Pragya Nandini's Blog

The Dangers of Simplifying

While looking over some notes about the effects of education and economics, I came across two unfamiliar terms: ability bias, and signaling.

I googled these terms immediately and found an article discussing both.

The article which I found bothered me, but before I discuss that I will discuss what each term means.

Ability bias is the claim that people who go onto higher education do not earn more money than their counterparts because of their higher education. Instead people who choose to go onto higher education have higher IQs. Thus if hypothetically these people with higher IQs did not go onto college, they would still make more money than their counterparts. Essentially the point is that a person earns more money because they have a higher IQ, not because of the education they received in college or beyond.

In labor economics many people talk about signaling as a way to distinguish yourself from the rest of the applicants for a job. A degree, serves as a signal that a person essentially jumped through various hoops in order to prove their IQ. In other words a degree is a signal to employers that distinguishes you from other applicants because the degree proves your innate abilities.

In this article (found here: I found that the author essentially made those points.

I find these arguments troubling to say the least.

I think both of these arguments are detrimental to Givology’s goal of spreading access to education in developing areas.

Here’s why,
The argument for the ability bias, to me is very dangerous. I see it as a correlation between how much someone earns to how intelligent someone is. I think that not only extremely simplifies why people are in poverty but it also leaves those not in poverty with a sense of comfort. It can lead people to think they reached their stages of comfort because they had the higher IQ, something innate. This thinking leaves many with the excuse to not help the disadvantaged, as though they are in their situations because they lack the necessary IQ. In reality educating those who are impoverished yields extremely high returns especially when people continue onto secondary education.

Now, no doubt I believe there is validity to ability bias at times. I feel that when we control for many factors such as level of wealth and the level of parent’s educational attainment, a case may be made that those who continue to higher realms of education do so because they have higher IQs.
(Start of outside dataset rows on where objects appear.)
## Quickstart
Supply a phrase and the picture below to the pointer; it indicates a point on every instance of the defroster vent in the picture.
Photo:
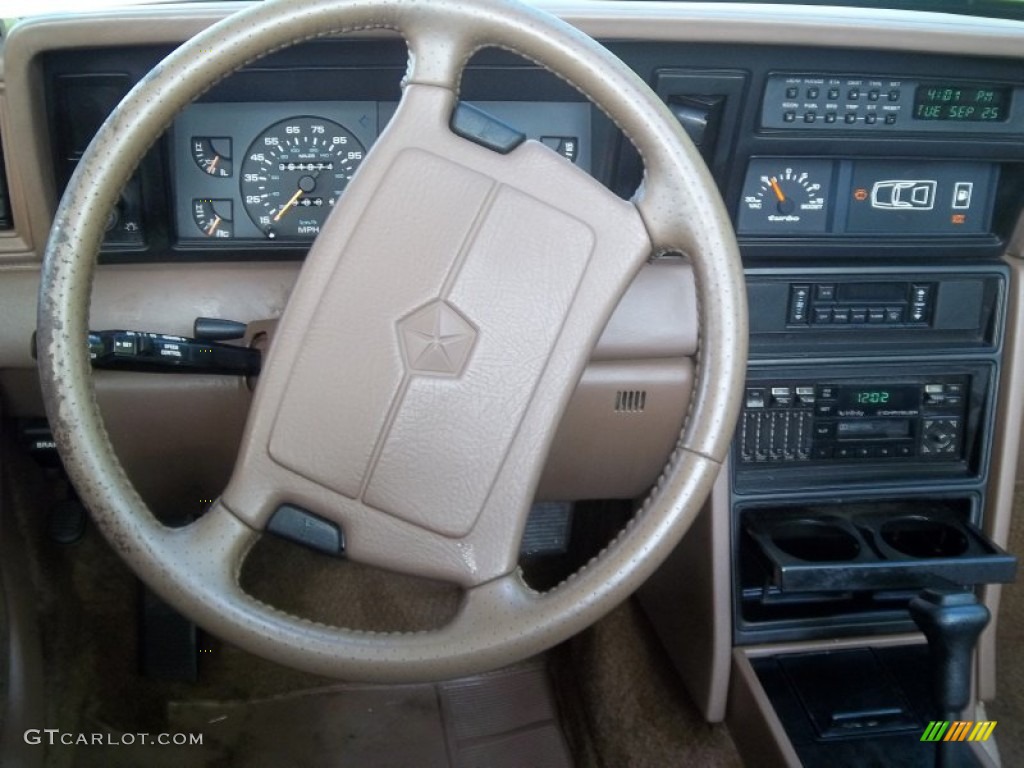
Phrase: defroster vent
(631, 400)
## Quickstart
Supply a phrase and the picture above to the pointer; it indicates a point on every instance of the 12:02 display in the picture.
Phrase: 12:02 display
(871, 396)
(961, 103)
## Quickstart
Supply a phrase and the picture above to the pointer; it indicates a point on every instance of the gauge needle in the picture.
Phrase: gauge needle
(213, 226)
(288, 205)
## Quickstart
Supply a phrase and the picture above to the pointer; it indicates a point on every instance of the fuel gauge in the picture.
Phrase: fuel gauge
(785, 197)
(213, 155)
(214, 217)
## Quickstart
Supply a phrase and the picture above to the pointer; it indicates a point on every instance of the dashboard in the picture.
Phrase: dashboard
(812, 160)
(873, 171)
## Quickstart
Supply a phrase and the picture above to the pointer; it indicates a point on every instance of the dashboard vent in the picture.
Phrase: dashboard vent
(6, 222)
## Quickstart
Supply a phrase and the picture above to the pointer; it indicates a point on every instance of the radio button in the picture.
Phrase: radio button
(825, 430)
(755, 397)
(805, 395)
(781, 396)
(800, 299)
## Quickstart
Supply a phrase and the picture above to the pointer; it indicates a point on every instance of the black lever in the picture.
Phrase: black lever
(138, 350)
(951, 623)
(215, 329)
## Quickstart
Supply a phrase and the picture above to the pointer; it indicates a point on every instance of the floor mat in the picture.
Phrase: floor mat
(506, 718)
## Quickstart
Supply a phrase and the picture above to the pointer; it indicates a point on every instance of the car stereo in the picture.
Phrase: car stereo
(787, 420)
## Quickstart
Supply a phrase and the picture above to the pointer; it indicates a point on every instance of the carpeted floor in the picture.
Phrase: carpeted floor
(616, 694)
(1008, 709)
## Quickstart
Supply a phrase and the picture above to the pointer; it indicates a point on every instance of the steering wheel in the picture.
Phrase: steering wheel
(436, 332)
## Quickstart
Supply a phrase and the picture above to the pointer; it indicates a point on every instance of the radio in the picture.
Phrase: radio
(881, 420)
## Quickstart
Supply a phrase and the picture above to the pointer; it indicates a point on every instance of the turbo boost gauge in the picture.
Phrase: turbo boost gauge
(785, 197)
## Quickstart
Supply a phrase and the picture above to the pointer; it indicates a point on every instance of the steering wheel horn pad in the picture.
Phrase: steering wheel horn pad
(432, 341)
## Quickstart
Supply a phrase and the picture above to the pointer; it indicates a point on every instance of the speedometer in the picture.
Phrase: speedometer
(294, 173)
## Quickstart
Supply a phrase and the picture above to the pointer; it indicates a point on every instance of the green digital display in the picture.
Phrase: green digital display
(962, 103)
(881, 398)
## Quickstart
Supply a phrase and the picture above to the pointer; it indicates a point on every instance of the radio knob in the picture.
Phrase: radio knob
(939, 436)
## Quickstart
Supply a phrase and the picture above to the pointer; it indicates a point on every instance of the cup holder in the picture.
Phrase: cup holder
(921, 537)
(865, 547)
(815, 541)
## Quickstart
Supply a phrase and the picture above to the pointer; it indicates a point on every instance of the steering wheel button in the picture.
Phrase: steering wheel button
(306, 528)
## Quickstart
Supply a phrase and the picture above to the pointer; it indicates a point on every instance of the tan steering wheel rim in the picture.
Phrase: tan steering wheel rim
(196, 568)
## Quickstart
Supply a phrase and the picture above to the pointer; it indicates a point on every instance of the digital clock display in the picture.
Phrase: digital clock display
(881, 398)
(872, 396)
(962, 103)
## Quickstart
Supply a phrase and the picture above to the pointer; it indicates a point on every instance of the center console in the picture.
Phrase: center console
(870, 211)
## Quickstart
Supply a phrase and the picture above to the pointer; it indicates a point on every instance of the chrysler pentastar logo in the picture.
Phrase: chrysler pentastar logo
(436, 340)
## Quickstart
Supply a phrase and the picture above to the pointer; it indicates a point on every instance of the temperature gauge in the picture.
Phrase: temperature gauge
(213, 155)
(214, 217)
(785, 197)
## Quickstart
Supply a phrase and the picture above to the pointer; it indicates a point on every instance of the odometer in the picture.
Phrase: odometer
(294, 173)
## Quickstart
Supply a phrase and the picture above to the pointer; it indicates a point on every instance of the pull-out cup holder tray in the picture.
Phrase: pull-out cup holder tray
(862, 551)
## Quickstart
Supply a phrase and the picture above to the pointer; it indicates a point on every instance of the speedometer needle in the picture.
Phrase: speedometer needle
(288, 205)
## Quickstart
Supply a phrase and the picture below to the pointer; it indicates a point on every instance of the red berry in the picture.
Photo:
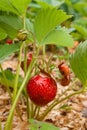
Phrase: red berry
(65, 81)
(64, 70)
(41, 89)
(9, 41)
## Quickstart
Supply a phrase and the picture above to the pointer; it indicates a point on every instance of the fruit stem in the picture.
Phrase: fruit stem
(0, 125)
(56, 102)
(37, 112)
(28, 74)
(5, 79)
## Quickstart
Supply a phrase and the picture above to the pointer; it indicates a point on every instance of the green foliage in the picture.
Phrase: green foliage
(80, 26)
(78, 61)
(81, 7)
(6, 5)
(46, 20)
(46, 3)
(59, 37)
(7, 50)
(38, 125)
(17, 7)
(11, 24)
(10, 79)
(3, 34)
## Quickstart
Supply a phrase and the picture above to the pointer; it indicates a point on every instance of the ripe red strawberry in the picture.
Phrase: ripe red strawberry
(65, 80)
(9, 41)
(64, 70)
(29, 59)
(41, 89)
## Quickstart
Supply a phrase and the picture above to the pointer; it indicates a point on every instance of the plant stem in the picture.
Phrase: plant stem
(10, 117)
(17, 74)
(0, 126)
(56, 102)
(5, 79)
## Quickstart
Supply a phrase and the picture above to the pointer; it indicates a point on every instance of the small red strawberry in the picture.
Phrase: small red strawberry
(9, 41)
(41, 89)
(64, 69)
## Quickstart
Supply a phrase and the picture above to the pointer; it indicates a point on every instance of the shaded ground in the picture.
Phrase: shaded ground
(73, 119)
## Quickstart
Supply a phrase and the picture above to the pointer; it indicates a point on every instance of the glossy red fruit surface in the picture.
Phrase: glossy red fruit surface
(64, 69)
(9, 41)
(41, 89)
(65, 81)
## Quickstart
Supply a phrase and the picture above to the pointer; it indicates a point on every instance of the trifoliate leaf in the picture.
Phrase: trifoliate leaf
(46, 20)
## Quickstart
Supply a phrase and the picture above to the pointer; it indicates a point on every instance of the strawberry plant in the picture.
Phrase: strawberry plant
(24, 32)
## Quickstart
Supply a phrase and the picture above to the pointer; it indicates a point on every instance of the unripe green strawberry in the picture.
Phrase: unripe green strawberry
(41, 89)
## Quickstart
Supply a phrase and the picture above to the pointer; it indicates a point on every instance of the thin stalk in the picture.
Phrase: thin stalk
(32, 109)
(37, 112)
(25, 61)
(10, 117)
(25, 70)
(17, 74)
(35, 109)
(5, 79)
(0, 126)
(56, 102)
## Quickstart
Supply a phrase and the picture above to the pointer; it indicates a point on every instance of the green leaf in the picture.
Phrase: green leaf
(11, 24)
(78, 61)
(10, 79)
(46, 21)
(81, 7)
(45, 3)
(38, 125)
(7, 50)
(82, 30)
(21, 5)
(6, 5)
(3, 34)
(59, 37)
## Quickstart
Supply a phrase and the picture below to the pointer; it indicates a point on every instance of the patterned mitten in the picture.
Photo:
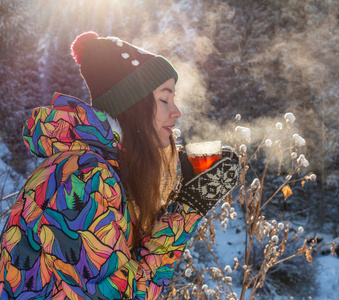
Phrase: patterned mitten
(205, 190)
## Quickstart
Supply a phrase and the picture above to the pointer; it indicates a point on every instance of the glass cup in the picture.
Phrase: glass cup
(202, 155)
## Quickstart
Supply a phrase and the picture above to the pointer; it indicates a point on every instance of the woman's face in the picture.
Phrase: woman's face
(165, 111)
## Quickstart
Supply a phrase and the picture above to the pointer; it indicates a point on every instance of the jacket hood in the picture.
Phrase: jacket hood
(70, 124)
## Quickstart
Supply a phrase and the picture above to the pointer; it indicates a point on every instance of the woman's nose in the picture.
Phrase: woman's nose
(176, 113)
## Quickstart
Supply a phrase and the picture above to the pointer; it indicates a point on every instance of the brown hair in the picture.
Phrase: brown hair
(141, 163)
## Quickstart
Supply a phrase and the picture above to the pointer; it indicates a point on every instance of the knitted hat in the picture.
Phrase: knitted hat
(117, 73)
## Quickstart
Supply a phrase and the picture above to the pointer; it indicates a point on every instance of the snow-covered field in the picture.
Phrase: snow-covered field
(227, 245)
(230, 244)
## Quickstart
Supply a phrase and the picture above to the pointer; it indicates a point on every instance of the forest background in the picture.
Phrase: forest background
(257, 58)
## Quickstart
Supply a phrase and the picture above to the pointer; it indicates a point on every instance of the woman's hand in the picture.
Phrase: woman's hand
(205, 190)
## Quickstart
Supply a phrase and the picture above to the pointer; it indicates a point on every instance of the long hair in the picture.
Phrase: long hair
(141, 163)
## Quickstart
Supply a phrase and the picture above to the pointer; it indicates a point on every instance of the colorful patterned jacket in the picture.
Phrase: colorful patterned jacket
(69, 233)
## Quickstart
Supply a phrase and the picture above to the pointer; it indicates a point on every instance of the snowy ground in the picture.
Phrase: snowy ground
(231, 244)
(228, 245)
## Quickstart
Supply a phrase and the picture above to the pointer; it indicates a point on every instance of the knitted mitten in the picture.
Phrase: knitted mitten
(208, 188)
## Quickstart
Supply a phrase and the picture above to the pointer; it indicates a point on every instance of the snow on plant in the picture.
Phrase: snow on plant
(274, 236)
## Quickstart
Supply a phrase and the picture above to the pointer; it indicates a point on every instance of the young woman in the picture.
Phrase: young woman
(97, 219)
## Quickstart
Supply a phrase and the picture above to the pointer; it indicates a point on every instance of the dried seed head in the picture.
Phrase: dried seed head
(255, 184)
(233, 215)
(301, 159)
(268, 143)
(278, 125)
(187, 254)
(225, 206)
(176, 133)
(228, 269)
(313, 177)
(243, 148)
(294, 155)
(298, 140)
(306, 163)
(188, 272)
(290, 118)
(275, 239)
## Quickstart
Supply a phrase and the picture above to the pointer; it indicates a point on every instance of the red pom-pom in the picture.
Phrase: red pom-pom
(80, 44)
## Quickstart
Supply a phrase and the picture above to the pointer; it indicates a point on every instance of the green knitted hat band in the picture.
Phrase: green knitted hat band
(136, 85)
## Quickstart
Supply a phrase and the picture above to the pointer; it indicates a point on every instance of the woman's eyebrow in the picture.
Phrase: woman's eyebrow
(166, 89)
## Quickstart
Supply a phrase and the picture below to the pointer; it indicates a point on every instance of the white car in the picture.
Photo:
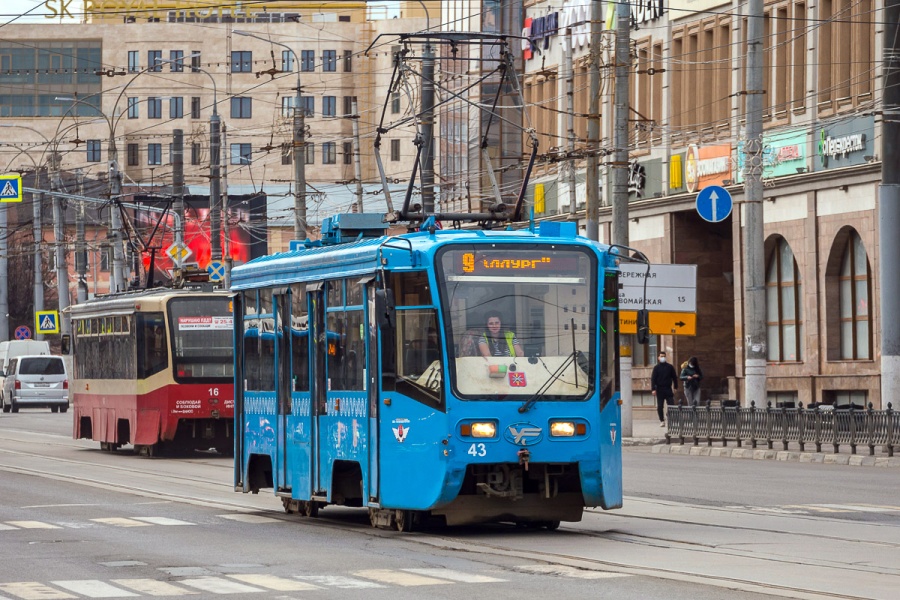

Now my problem with signaling, as many economists claim a degree does, is that it in many ways de-emphasizes the importance of education. Education is not simply jumping through hoops in order to attain a degree and say “Pay more attention to me now.” Education is one of the greatest tools we have that can level the playing field across the world. It gives children across the globe the ability to leave their villages and compete on a global scale with the necessary skills. Education increases cognitive skills. It provides a sense of community, a challenging yet nurturing atmosphere. It helps us encourage not only core subjects such as math and reading comprehension, but also valuable life skills such as critical thinking.

Education matters. Arguments emphasizing innate ability and IQ simplify the world around us. Simplifying the world could lead to marginalizing the next Albert Einstein, Eleanor Roosevelt, or Henry David Thoreau. These very people saw the complexity surrounding us, and they tried to better understand it.